Rice in Japan is usually harvested in September. Some farmers mow it down at the beginning of the month, some wait until the end. This being the 21st Century most of them use machines for this process. But for some 3,000 years this was not the case. In fact, mechanized rice farming wasn't introduced until the mid 20th Century. One of the reasons for this is heavy machinery is difficult or impossible to move through soft, muddy rice paddies. Also, about 70% of Japan is mountainous, so a lot of rice farming used to be done on steep terraced hillsides which were inaccessible to tractors and other farming equipment.
Koubakai (倖馬会) is a horse stable in Kuta (久多), a small mountain village in northern Kyoto. They also grow rice on a small 150 tsubo (497 m2) plot of land. This is not for commercial purposes. The rice is dedicated to the deities at Kamigamo shrine in an autumn festival called Hono-sai (奉納祭). Each year Koubakai invites people to join in first the planting of the rice in the spring, and then the harvesting of the rice in the autumn.
The day of the harvest I was given a pair of tall rubber boots, gloves and a wicked, razor-toothed sickle called a kama (鎌) in Japanese. After a brief demonstration the 20 or so people stepped into the ta (rice paddy).

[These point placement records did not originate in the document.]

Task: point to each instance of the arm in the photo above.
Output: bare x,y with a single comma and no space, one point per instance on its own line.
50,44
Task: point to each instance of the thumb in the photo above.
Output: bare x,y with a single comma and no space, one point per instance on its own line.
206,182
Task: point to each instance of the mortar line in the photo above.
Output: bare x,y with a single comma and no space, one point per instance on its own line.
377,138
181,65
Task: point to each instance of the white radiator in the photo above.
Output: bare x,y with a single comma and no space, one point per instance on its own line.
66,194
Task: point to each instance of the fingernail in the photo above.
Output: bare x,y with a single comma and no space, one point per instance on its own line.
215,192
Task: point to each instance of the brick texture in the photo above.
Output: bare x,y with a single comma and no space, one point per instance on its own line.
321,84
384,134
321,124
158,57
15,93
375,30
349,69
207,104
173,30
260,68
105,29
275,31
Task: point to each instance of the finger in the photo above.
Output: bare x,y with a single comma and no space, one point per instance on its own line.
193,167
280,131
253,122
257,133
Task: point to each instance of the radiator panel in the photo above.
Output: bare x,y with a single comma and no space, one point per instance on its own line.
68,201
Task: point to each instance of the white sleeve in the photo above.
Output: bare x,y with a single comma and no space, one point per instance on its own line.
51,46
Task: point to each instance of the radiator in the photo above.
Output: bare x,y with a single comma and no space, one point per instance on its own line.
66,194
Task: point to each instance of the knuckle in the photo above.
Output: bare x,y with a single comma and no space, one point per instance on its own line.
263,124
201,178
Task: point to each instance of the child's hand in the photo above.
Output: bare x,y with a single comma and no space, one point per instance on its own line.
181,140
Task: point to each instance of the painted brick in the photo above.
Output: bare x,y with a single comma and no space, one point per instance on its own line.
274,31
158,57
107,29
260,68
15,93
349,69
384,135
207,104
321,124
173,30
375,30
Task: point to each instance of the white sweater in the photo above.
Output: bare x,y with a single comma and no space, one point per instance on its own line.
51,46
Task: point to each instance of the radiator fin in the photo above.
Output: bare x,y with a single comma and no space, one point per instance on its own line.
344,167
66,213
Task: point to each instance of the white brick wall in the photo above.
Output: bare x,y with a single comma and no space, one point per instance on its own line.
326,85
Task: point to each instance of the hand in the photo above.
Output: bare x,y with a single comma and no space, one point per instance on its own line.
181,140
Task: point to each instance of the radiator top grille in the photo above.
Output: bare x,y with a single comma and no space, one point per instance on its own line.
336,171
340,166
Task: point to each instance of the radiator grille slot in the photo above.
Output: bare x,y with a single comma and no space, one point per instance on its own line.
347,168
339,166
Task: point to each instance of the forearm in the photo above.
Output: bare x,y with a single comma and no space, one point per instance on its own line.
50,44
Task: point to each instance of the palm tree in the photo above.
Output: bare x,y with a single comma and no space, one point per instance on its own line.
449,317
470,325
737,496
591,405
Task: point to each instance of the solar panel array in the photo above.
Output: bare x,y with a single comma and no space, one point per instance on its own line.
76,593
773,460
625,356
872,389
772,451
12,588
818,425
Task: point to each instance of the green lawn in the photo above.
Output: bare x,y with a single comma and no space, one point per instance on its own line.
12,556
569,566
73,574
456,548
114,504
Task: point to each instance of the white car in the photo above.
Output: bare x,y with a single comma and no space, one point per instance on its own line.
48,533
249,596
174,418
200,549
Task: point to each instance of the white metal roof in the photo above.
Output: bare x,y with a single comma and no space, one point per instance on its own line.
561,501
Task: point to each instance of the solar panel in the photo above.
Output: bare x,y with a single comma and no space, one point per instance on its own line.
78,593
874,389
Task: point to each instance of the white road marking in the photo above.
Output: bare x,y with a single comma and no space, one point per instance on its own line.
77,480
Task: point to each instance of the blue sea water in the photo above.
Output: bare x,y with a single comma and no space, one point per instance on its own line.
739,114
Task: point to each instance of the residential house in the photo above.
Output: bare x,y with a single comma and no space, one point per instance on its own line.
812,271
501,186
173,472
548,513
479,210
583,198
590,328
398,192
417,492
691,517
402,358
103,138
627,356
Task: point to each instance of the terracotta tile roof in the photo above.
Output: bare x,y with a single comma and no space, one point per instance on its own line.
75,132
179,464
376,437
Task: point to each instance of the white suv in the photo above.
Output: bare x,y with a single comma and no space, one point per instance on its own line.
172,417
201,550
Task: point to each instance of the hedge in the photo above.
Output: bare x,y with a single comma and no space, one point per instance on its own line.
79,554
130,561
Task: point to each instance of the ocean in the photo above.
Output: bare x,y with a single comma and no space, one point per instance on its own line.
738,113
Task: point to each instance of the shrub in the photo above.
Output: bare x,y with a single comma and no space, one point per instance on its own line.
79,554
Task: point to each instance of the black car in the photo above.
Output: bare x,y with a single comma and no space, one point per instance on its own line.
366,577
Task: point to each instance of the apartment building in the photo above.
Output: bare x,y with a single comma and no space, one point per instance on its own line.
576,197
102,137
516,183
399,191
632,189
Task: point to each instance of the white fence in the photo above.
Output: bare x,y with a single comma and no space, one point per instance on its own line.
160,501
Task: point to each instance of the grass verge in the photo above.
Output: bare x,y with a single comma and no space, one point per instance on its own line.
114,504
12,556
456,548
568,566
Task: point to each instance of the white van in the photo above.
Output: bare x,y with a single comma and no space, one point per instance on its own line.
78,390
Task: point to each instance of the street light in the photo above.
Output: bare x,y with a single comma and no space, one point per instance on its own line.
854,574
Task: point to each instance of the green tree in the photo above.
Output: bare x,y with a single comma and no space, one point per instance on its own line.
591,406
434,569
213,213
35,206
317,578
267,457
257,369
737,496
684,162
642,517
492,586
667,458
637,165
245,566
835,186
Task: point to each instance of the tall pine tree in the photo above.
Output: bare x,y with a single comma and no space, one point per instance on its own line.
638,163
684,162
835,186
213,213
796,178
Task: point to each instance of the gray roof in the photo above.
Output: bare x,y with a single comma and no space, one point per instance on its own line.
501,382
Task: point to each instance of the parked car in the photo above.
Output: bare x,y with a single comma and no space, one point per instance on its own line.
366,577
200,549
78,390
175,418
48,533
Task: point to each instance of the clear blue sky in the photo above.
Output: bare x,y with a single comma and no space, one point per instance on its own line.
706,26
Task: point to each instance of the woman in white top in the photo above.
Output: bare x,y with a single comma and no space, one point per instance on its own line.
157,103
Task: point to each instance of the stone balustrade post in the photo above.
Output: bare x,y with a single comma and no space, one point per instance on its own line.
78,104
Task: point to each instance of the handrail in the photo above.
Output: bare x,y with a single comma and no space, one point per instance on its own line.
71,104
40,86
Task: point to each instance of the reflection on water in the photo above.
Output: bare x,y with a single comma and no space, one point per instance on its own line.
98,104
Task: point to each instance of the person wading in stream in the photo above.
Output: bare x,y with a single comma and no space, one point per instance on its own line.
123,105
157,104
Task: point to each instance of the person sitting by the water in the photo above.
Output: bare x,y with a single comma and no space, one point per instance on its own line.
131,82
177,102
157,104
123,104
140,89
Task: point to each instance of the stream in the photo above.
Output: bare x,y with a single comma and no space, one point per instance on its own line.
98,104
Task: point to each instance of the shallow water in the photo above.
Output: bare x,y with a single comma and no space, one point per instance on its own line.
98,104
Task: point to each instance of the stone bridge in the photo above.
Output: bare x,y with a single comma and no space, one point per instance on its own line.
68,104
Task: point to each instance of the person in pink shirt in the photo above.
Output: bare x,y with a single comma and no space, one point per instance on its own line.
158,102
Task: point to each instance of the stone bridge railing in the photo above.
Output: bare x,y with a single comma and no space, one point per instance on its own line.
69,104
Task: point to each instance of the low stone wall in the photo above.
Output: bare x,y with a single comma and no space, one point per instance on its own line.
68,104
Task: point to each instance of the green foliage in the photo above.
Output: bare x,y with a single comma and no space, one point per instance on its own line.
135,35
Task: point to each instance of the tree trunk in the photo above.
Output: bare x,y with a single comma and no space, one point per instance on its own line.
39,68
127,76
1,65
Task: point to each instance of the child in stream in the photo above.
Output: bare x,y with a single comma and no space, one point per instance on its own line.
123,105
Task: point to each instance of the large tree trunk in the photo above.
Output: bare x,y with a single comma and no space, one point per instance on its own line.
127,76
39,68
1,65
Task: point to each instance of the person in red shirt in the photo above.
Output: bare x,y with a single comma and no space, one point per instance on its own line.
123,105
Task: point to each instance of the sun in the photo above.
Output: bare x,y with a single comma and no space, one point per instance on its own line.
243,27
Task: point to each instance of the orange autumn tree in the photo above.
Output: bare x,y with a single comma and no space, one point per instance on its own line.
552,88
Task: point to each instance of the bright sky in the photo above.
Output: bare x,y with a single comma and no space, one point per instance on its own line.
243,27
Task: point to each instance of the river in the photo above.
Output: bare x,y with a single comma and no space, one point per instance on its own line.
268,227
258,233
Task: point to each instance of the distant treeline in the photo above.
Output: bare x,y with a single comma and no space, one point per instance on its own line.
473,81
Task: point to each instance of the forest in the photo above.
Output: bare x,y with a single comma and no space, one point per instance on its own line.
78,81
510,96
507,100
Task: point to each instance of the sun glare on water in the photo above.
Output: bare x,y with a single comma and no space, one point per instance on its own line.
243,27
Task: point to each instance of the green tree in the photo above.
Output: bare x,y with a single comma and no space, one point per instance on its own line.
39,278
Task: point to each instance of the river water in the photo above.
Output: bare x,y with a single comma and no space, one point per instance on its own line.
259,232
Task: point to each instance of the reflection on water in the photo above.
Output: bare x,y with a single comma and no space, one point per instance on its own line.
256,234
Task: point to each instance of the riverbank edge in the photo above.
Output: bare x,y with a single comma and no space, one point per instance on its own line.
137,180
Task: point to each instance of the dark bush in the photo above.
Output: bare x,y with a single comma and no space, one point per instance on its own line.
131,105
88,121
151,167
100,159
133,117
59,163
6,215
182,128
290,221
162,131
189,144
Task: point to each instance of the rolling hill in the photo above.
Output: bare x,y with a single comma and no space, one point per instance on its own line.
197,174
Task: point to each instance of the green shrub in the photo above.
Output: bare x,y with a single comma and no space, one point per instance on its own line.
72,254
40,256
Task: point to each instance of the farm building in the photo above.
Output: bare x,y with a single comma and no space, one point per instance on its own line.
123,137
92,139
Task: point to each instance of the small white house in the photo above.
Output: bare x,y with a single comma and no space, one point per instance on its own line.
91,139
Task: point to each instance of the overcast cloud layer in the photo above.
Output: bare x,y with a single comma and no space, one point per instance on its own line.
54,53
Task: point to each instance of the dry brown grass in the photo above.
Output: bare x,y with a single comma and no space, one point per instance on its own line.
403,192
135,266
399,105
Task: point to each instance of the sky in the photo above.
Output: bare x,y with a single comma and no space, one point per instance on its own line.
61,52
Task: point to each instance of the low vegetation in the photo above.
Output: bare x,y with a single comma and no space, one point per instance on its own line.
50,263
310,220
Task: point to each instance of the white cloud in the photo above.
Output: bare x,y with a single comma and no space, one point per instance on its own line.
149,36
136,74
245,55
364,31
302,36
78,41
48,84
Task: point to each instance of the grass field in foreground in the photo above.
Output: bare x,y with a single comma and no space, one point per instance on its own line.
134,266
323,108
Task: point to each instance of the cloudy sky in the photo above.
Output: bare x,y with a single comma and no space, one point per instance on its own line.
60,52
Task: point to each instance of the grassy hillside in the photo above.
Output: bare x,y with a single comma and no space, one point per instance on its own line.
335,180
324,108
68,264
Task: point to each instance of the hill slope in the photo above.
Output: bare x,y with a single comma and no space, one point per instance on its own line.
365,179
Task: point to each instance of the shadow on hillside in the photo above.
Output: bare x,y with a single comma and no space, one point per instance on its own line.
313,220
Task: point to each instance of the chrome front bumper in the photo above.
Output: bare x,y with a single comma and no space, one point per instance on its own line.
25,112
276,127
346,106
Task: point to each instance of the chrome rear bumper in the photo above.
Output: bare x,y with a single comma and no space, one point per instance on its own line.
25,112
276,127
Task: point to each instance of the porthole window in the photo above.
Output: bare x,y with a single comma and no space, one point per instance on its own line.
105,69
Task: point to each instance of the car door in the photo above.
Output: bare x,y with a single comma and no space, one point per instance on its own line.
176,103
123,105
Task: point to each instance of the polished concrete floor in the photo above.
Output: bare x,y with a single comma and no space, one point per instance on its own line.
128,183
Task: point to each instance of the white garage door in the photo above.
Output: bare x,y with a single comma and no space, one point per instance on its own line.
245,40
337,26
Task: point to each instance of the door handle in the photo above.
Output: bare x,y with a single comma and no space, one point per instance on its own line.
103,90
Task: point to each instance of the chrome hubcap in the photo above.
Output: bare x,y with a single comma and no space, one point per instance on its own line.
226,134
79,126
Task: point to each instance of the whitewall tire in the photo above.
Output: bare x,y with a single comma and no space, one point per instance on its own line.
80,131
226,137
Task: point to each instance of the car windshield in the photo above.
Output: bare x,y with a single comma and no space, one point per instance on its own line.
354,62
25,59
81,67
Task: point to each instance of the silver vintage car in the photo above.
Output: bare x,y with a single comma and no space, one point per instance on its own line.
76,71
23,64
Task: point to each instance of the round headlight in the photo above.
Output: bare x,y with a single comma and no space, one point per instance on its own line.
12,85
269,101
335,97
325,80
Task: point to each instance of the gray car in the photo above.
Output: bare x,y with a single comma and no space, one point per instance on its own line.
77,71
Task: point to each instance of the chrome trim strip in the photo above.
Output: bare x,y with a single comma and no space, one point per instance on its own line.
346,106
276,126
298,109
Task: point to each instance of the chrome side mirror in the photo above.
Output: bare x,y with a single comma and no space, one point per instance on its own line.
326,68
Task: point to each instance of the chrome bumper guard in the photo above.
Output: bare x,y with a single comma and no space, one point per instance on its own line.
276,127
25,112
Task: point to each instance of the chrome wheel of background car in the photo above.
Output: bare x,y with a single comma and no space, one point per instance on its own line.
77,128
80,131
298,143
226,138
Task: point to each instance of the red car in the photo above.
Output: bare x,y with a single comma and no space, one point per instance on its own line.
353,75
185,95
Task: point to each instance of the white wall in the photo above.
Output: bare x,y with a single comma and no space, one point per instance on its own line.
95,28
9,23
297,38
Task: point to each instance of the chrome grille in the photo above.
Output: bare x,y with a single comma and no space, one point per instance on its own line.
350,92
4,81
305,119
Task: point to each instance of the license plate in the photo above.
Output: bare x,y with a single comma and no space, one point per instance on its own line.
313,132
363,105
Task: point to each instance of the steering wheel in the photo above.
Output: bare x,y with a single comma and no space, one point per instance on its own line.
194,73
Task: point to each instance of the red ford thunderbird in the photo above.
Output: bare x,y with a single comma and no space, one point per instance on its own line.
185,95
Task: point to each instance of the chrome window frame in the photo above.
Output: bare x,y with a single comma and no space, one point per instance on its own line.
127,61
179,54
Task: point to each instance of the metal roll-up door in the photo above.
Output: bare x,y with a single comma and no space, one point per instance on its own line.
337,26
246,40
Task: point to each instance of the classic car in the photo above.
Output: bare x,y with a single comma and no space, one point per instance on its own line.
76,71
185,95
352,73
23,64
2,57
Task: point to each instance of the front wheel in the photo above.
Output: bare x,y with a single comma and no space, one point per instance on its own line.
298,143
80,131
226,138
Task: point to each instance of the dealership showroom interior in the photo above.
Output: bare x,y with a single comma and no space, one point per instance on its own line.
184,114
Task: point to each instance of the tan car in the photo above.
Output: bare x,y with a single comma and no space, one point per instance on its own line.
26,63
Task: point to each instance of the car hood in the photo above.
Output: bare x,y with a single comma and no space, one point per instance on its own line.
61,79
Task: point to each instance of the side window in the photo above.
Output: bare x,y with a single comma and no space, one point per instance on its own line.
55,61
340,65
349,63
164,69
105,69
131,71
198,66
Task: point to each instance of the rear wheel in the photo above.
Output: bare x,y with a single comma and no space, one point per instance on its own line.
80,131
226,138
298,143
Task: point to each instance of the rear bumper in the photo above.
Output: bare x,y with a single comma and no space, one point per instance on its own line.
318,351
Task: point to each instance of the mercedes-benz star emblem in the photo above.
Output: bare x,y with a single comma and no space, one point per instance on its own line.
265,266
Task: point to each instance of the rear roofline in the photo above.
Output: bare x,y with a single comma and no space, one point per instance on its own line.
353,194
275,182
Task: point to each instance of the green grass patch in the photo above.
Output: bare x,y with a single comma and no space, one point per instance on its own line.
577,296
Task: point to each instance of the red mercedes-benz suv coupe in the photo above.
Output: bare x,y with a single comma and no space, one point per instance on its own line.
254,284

Rice paddies are submerged in about 10cm of water for 6 months. They are drained just a day or two before the harvest. This means the soil is incredibly wet and loose, something like over-cooked pudding. Watching people sink into and then try to get out of the muck was a sort of comedy routine straight out of I Love Lucy.
The sickle rips through the rice stalk with ease. This sound is curiously pleasing. The stalks are bundled and then hung panicle-side down on long horizontal racks called hazagi. This method of drying rice slowly in the sunshine is said to produce tastier rice.
This is back-breaking work. But once you find a rhythm it goes quickly. The small paddy with 20 amateur farmers was reaped in about two hours.
As a child I used to visit my uncle's farm in central California. I always enjoyed these rural vacations. As urbanites, it is easy to romanticize farm work. But there is something very satisfying in this labor. Even just a couple of hours harvesting rice. A connection to the land is formed, and ultimately a deeper appreciation of the food that ends up on our table.